The Museum of African American History, which was founded in 1964 by Sue Bailey Thurman (1903-96), acquired the neighboring African Meeting House (see below) in 1972. Among its former directors was Ruth Batson (1921-2003), a leading civil rights activist in Boston. She was chairperson of the education committee of the Boston NAACP that led the fight in the early 1960s against segregation in the Boston Public Schools and a founder and later director of the METCO voluntary desegregation program.
The Abiel Smith School (see above) served African American children from 1835 to 1855 until the state legislature passed an act allowing them to attend the school closest to their homes. The change was prompted by the actions of Benjamin Roberts, an African American, who sued the city in 1848 stating that his daughter Sarah Roberts was unlawfully refused entrance to five schools between her home and the Smith School. Although Roberts lost his case despite the help of prominent abolitionists, his actions had the long-term effect of opening all Boston Public Schools to African American children.

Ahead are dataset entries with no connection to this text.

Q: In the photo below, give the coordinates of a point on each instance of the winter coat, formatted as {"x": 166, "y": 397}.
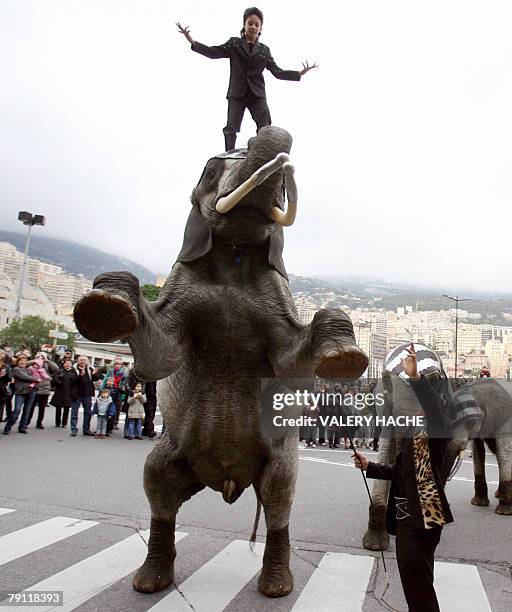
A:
{"x": 110, "y": 374}
{"x": 312, "y": 413}
{"x": 23, "y": 381}
{"x": 403, "y": 474}
{"x": 101, "y": 409}
{"x": 45, "y": 384}
{"x": 63, "y": 381}
{"x": 5, "y": 379}
{"x": 136, "y": 406}
{"x": 76, "y": 381}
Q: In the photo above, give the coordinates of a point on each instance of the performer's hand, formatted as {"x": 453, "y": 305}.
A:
{"x": 360, "y": 461}
{"x": 306, "y": 67}
{"x": 410, "y": 364}
{"x": 185, "y": 31}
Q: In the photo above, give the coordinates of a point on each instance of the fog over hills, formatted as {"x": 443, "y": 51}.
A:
{"x": 337, "y": 292}
{"x": 76, "y": 258}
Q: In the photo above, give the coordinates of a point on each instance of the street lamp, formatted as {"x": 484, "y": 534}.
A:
{"x": 456, "y": 299}
{"x": 27, "y": 219}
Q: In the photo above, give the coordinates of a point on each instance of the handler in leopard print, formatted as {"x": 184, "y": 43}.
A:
{"x": 417, "y": 506}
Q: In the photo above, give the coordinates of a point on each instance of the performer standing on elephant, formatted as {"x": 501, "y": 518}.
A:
{"x": 248, "y": 58}
{"x": 417, "y": 506}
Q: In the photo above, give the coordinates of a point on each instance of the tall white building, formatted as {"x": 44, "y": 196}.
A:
{"x": 62, "y": 289}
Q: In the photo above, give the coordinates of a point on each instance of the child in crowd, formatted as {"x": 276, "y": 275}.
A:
{"x": 103, "y": 409}
{"x": 109, "y": 386}
{"x": 136, "y": 413}
{"x": 311, "y": 413}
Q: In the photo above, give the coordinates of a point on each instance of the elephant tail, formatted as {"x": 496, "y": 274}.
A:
{"x": 256, "y": 523}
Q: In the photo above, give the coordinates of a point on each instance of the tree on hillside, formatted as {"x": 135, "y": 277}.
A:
{"x": 31, "y": 332}
{"x": 150, "y": 292}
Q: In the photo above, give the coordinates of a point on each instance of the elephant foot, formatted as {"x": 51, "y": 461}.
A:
{"x": 157, "y": 572}
{"x": 101, "y": 316}
{"x": 479, "y": 500}
{"x": 275, "y": 579}
{"x": 153, "y": 576}
{"x": 376, "y": 540}
{"x": 349, "y": 362}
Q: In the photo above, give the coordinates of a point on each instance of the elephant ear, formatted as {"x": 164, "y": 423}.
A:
{"x": 275, "y": 251}
{"x": 197, "y": 239}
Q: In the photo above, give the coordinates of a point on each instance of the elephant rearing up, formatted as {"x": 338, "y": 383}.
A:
{"x": 224, "y": 320}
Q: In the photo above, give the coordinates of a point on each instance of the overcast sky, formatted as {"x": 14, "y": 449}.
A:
{"x": 402, "y": 137}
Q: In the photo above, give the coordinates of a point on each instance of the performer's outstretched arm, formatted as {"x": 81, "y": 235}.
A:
{"x": 215, "y": 52}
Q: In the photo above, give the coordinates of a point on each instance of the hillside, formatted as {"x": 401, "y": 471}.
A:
{"x": 342, "y": 292}
{"x": 76, "y": 258}
{"x": 373, "y": 294}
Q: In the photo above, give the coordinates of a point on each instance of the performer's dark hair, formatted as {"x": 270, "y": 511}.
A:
{"x": 247, "y": 13}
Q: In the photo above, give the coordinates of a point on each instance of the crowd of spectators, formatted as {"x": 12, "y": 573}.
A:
{"x": 28, "y": 382}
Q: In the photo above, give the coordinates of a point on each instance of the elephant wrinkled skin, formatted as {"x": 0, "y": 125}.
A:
{"x": 224, "y": 320}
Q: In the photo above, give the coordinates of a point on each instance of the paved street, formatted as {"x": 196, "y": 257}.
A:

Eliza Ann Gardner (1831-1922) led the way among Black churchwoman as they sought political power and advocated for equal rights in their churches focusing on changing church law and building community. Living in Boston most of her life, Gardner attended the Smith School, and worked as a dressmaker and ran a boarding house. She was active in the African Methodist Episcopal Zion Church, founded the Zion Missionary Society of New England, and was instrumental in the church allowing women to be ordained as ministers. She was an active abolitionist and suffragist and was a founding member with Josephine St Pierre Ruffin of the Woman’s Era Club.